Une puce électronique à base de nanofibrilles de cellulose (CNF) posée sur une feuille. © Yei Hwan Jung, Wisconsin Nano Engineering Device Laboratory

Les puces électroniques font aujourd'hui tellement partie intégrante de notre quotidien que nous ne leur prêtons plus aucune attention. Même pas lorsque nous les jetons aux ordures. Pourtant, elles sont généralement constituées de matériaux non renouvelables, non biodégradables et potentiellement toxiques comme l'arséniure de gallium. Pour limiter l'impact environnemental de ces systèmes, des chercheurs de l'université du Wisconsin ont étudié, en collaboration avec des scientifiques du Laboratoire des produits de l'agriculture et de la forêt, une alternative étonnante.

Dans un article publié dans la revue Nature Communications, les chercheurs américains suggèrent d'utiliser comme substrat des puces électroniques de demain, du papier de nanofibrilles de cellulose (CNF), un dérivé du bois, transparent, flexible et biodégradable. Selon les résultats de leur étude, ces puces biosourcées offrent des performances semblables à celles des puces plus classiques.

Depuis l'avènement de la chimie verte, il y a quelques années, les nanocelluloses suscitent un vif intérêt, tant auprès des chercheurs que des industriels. Car la cellulose est renouvelable et biodégradable. Elle est également la matière organique la plus abondante sur Terre. À l'échelle moléculaire, elle forme des arrangements ordonnés de chaînes cellulosiques parallèles qui sont à la base d'une structure cristalline appelée fibrille. Les nanofibrilles de cellulose sont donc de longues et très fines fibres présentant des propriétés (grande surface spécifique, mouillabilité, grande résistance mécanique, transparence, etc.) qui pourraient être exploitées dans différents domaines.

Image au microscope électronique à balayage de nanofibrilles de cellulose. © University of Florida

Des matériaux biosourcés difficiles à mettre en œuvre

Mais employer des matériaux biosourcés pour produire des systèmes électroniques n'est pas si simple. Les matériaux dérivés du bois, par exemple, ne sont pas suffisamment lisses et entrainent des problèmes de dilatation/contraction thermique. Le bois en effet présente la fâcheuse tendance à absorber l'humidité de l'air. La solution proposée par les chercheurs américains : un revêtement époxy qui permet à la fois de lisser le matériau et de faire barrière à l'humidité ambiante. De quoi produire des substrats pour puces électroniques durables et biocompatibles. Et lorsque l'on sait que le substrat représente 99 % de la masse d'une puce...

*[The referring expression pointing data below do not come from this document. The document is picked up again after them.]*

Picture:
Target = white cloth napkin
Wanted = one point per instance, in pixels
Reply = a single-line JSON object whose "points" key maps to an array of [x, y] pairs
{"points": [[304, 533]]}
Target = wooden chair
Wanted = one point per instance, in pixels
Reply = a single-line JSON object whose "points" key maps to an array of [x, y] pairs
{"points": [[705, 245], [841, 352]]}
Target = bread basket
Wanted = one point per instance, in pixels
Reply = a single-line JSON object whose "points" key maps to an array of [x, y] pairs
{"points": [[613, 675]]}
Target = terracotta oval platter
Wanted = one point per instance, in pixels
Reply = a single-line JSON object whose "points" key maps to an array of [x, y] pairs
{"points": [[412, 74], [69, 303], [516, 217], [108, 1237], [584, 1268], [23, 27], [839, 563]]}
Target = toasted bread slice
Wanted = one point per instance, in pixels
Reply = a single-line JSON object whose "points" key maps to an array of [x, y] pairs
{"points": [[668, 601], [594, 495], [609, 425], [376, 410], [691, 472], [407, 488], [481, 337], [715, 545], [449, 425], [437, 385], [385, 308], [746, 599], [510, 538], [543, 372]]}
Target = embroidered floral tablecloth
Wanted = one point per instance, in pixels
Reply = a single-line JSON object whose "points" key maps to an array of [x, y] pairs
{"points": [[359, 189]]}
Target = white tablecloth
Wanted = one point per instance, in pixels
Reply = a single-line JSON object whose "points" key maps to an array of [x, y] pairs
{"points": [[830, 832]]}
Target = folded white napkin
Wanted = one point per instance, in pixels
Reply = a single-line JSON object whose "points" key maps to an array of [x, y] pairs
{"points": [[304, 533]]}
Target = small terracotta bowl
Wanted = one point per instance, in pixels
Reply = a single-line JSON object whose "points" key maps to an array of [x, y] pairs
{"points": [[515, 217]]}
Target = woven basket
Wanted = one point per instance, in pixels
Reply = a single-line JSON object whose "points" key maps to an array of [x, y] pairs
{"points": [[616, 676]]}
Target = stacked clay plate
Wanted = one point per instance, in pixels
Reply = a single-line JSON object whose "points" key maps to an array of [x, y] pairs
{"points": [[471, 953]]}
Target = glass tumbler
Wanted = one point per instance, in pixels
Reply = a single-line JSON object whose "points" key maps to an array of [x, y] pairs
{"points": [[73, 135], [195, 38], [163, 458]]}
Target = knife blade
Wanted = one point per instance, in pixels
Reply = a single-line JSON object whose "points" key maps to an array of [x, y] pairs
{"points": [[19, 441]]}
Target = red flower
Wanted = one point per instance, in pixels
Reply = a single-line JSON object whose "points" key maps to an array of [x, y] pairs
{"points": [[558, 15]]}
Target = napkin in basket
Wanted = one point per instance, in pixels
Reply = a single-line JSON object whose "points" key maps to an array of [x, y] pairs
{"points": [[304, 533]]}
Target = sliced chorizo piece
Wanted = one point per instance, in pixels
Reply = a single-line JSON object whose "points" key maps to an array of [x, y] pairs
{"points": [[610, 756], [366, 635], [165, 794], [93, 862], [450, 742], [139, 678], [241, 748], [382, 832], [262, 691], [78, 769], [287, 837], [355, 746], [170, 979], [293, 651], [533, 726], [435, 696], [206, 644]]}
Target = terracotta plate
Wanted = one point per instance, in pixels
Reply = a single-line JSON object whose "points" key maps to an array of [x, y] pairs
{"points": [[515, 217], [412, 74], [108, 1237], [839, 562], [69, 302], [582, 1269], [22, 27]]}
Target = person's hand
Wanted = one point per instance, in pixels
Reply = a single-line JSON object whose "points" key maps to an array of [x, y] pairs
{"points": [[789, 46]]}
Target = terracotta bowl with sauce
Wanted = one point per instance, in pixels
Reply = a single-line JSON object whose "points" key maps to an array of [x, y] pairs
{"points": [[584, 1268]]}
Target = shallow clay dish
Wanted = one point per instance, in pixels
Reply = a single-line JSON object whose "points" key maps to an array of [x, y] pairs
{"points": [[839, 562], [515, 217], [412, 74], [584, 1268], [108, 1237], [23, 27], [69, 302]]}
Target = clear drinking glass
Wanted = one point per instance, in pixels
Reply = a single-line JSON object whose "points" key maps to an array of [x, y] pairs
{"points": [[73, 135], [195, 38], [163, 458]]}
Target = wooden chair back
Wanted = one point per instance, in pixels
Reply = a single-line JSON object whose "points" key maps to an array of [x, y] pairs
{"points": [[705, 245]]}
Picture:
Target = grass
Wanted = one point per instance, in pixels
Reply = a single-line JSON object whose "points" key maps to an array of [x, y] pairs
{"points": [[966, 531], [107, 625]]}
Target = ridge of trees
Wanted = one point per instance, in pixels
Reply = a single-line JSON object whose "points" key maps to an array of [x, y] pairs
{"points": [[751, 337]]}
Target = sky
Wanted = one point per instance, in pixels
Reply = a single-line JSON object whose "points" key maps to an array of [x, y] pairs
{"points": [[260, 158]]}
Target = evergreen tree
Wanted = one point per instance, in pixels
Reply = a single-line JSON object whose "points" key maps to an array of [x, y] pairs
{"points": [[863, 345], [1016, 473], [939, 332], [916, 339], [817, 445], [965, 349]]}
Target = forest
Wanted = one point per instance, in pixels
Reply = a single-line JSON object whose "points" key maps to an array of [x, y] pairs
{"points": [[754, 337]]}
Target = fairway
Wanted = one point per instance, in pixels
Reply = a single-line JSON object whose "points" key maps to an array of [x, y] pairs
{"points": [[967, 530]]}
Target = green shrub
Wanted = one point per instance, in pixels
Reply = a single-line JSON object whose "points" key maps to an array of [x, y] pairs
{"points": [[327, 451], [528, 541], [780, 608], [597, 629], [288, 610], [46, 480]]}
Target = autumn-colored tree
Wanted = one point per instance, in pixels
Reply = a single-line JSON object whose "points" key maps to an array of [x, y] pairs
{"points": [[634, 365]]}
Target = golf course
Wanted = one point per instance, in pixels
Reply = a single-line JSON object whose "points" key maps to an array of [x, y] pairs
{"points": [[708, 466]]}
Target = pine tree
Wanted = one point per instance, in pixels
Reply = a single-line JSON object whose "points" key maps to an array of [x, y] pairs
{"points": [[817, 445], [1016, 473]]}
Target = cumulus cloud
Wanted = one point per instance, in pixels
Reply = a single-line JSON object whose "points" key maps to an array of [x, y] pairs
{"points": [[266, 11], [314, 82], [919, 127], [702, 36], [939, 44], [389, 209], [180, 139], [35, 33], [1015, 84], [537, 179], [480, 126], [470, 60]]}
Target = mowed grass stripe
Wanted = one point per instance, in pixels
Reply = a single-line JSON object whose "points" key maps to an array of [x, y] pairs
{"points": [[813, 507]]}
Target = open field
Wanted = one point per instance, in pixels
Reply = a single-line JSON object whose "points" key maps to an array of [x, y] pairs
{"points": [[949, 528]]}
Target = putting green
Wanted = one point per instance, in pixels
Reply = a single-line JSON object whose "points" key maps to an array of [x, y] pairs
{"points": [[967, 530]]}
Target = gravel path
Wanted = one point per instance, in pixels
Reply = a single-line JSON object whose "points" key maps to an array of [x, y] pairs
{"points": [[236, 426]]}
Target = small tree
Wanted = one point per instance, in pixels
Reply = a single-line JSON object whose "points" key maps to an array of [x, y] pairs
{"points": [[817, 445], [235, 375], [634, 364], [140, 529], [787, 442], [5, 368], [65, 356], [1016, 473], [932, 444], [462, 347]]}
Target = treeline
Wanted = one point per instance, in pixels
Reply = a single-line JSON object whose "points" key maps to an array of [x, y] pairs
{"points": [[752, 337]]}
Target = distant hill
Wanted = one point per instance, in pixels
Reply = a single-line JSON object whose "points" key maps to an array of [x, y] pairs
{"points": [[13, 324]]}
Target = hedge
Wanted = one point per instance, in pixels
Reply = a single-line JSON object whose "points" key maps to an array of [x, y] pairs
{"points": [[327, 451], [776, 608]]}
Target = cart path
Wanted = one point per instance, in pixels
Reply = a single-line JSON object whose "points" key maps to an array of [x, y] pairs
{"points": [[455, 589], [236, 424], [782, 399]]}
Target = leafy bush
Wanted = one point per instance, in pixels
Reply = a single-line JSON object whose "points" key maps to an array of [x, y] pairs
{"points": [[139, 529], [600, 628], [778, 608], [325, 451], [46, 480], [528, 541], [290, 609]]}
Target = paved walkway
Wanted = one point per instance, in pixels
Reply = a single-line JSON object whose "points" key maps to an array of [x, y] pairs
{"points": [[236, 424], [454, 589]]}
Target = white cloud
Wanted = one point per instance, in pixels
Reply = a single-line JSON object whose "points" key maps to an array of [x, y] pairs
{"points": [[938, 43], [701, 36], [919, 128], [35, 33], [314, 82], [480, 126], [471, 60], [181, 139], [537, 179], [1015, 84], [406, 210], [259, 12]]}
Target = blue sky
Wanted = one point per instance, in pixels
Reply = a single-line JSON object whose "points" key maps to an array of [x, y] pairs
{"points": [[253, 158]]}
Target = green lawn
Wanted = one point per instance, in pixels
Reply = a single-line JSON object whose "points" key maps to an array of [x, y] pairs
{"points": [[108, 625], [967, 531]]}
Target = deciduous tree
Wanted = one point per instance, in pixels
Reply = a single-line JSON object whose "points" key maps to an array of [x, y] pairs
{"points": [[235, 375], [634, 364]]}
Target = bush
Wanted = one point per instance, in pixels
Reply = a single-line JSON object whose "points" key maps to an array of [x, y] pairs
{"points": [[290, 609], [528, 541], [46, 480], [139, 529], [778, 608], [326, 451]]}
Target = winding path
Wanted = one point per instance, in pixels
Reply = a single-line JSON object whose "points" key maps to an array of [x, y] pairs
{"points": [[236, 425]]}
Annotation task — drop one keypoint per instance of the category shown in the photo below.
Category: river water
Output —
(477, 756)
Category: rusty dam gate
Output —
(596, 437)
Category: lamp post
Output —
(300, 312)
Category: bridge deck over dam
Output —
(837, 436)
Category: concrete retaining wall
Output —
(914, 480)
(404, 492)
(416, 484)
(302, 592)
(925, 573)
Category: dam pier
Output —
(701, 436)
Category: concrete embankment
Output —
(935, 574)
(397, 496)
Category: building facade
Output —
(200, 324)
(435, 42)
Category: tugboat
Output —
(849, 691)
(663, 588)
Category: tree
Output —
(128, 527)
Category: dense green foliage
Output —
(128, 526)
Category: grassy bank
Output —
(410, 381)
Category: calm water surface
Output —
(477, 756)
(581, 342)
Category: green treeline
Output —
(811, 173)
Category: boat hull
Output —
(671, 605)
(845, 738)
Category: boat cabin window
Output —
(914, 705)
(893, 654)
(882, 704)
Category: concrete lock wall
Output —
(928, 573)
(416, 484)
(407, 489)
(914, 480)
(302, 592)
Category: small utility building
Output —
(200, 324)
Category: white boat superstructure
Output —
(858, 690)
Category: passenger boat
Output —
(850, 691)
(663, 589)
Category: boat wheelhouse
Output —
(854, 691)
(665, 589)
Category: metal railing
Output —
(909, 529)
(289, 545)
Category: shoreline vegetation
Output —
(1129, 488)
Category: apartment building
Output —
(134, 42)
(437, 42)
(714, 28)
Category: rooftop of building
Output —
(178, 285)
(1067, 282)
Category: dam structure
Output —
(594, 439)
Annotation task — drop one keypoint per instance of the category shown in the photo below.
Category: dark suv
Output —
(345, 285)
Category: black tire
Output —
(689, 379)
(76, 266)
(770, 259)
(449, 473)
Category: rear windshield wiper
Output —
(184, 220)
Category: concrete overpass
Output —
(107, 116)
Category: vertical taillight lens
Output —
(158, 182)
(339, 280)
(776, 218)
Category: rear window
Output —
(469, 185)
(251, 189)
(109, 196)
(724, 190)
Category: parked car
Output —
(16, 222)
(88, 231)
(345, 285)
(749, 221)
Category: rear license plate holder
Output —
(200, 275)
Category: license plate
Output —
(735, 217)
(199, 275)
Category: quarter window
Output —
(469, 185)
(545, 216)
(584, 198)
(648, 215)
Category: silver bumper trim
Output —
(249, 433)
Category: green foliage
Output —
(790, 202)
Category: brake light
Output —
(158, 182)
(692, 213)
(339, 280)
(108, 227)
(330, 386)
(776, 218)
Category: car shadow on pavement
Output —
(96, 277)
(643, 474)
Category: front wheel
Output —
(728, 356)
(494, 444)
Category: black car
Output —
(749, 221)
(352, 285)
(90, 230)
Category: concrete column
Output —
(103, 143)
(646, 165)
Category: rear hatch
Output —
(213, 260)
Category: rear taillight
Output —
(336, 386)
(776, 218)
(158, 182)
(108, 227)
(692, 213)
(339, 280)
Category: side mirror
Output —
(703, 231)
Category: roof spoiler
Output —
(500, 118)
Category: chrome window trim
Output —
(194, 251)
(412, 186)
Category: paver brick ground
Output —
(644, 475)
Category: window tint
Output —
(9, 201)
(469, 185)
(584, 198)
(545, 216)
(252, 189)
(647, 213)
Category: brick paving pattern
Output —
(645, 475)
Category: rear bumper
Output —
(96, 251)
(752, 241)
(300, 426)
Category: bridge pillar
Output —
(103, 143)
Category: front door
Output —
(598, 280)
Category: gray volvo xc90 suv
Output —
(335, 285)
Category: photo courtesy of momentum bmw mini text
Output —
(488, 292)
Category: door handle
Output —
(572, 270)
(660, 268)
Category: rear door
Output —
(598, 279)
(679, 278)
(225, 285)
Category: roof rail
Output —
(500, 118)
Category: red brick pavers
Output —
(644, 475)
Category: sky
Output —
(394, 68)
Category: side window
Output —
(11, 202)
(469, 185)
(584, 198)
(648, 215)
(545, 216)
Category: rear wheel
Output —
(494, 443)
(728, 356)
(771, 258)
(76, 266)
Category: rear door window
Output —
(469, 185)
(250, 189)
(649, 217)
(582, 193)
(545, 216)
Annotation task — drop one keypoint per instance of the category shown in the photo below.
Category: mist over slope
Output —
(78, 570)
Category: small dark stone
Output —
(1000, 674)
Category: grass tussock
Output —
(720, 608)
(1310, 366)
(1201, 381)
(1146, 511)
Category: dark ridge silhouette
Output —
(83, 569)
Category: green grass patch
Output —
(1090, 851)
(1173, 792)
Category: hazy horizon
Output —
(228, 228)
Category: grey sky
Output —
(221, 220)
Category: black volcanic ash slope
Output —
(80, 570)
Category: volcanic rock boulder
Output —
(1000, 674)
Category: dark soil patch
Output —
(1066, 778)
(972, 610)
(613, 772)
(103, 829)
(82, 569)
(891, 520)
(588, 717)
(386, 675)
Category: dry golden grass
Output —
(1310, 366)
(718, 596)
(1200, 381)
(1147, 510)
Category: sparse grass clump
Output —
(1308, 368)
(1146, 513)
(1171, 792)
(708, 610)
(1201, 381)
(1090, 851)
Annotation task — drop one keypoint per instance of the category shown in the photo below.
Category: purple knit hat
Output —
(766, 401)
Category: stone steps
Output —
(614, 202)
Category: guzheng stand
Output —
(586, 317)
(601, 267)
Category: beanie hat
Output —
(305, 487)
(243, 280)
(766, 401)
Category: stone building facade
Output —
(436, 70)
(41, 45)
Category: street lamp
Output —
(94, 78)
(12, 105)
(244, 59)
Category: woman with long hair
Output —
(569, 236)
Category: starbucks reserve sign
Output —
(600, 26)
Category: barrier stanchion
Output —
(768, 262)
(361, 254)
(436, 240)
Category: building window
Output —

L'équipe a également travaillé sur le process de fabrication afin d'optimiser l'usage du papier de nanofibrilles de cellulose. Les chercheurs ont ainsi pu produire 1.500 transistors à partir d'une feuille de 5 millimètres sur 6. Classiquement, une grande part du substrat est perdue et ce ne sont que 8 à 40 transistors qui peuvent être produits à partir d'une telle surface.

« Les techniques de production actuelles sont rodées et bon marché. L'industrie aura donc sans doute besoin d'un peu de temps avant d'adopter les puces en bois », regrette Zhenqiang « Jack » Ma, professeur en génie électronique et informatique à l'université du Wisconsin. Cependant, la souplesse du substrat à base de nanofibrilles de cellulose pourrait rapidement présenter un avantage de taille dans le cadre du développement de l'électronique flexible.